Ses conclusions ont désigné un mineur unique contrôlant un immense trésor d'origine. Ce mineur, plus tard surnommé « Patoshi », a accumulé environ 1,1 million de BTC. Ces coins restent intacts à ce jour, d'une valeur supérieure à 115 milliards de dollars.
Chaque bloc Bitcoin contient un petit champ de données appelé ExtraNonce. Les mineurs incrémentent cette valeur à chaque tentative de génération d'un bloc. Différents mineurs produisent différentes séquences ExtraNonce en fonction du comportement de leur logiciel.
Lerner a cartographié les valeurs ExtraNonce sur les 50 000 premiers blocs Bitcoin. Représentées sur un graphique, ces valeurs formaient des pentes distinctes. Chaque pente représentait l'activité d'un mineur distinct.
Une pente se distinguait clairement des autres. Elle apparaissait dans environ 22 000 des 36 000 premiers blocs jamais minés. Le motif présentait un timing cohérent et un comportement logiciel identique tout au long.
Comme l'a noté @0xSweep sur X : « Le code de minage de Satoshi incrémentait le champ ExtraNonce différemment de tout autre mineur — une empreinte involontaire intégrée dans le client Bitcoin original lui-même. » La comparaison avec des transactions connues impliquant des premiers développeurs comme Hal Finney a conduit la communauté cryptographique à associer Patoshi à Satoshi Nakamoto.

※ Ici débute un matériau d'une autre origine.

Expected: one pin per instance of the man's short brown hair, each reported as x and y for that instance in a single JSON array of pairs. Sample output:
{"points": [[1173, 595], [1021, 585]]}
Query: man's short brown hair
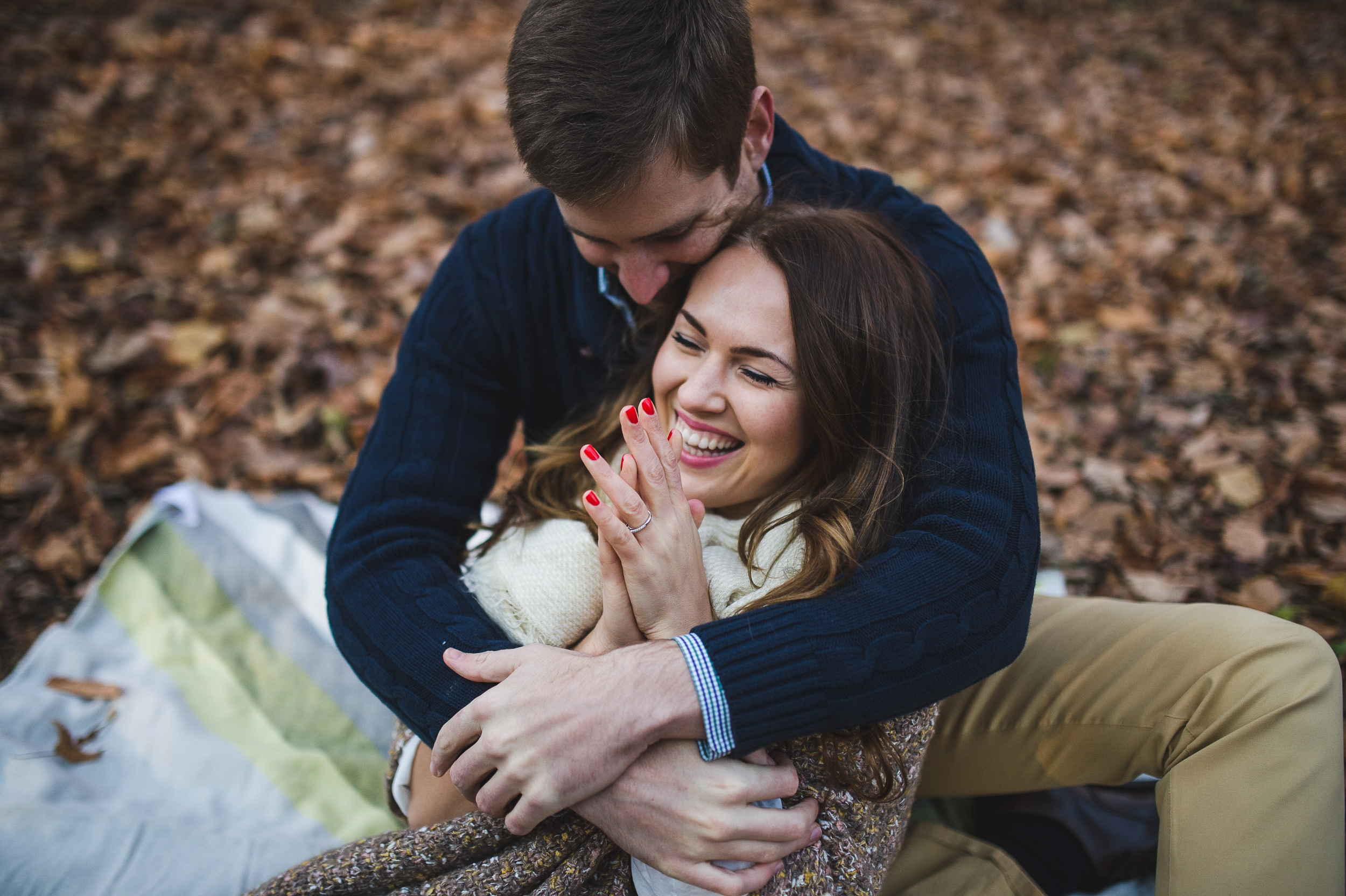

Le mineur Patoshi n'a pas cherché à dominer totalement le réseau. En 2009, le réseau Bitcoin comptait très peu de participants. Le matériel de Satoshi constituait à cette époque l'essentiel du réseau.
Cependant, les données montrent que Patoshi a délibérément limité son hashrate à environ 50 % de sa capacité réelle. Cela permettait aux autres mineurs de remporter des blocs de manière régulière. Ce comportement témoigne d'une décision intentionnelle de soutenir la participation au réseau.
Le motif de minage avec des interruptions suivait également un rythme quotidien humain. Patoshi arrêtait de miner à des heures similaires chaque jour, évoquant quelqu'un faisant tourner un ordinateur depuis un espace de travail personnel plutôt qu'une installation industrielle.
Vers avril 2010, le motif Patoshi a totalement disparu de la blockchain. Satoshi a envoyé son dernier message public en avril 2011 et n'a plus donné signe de vie depuis. Les 1,1 million de BTC sont désormais répartis sur environ 20 000 adresses distinctes, intacts depuis 16 ans.
Le trésor dormant présente deux issues possibles pour le marché. Si les coins sont déplacés, le marché crypto ferait face à la plus grande liquidation unique de son histoire. S'ils ne bougent jamais, l'offre circulante réelle de Bitcoin est effectivement inférieure aux chiffres actuels.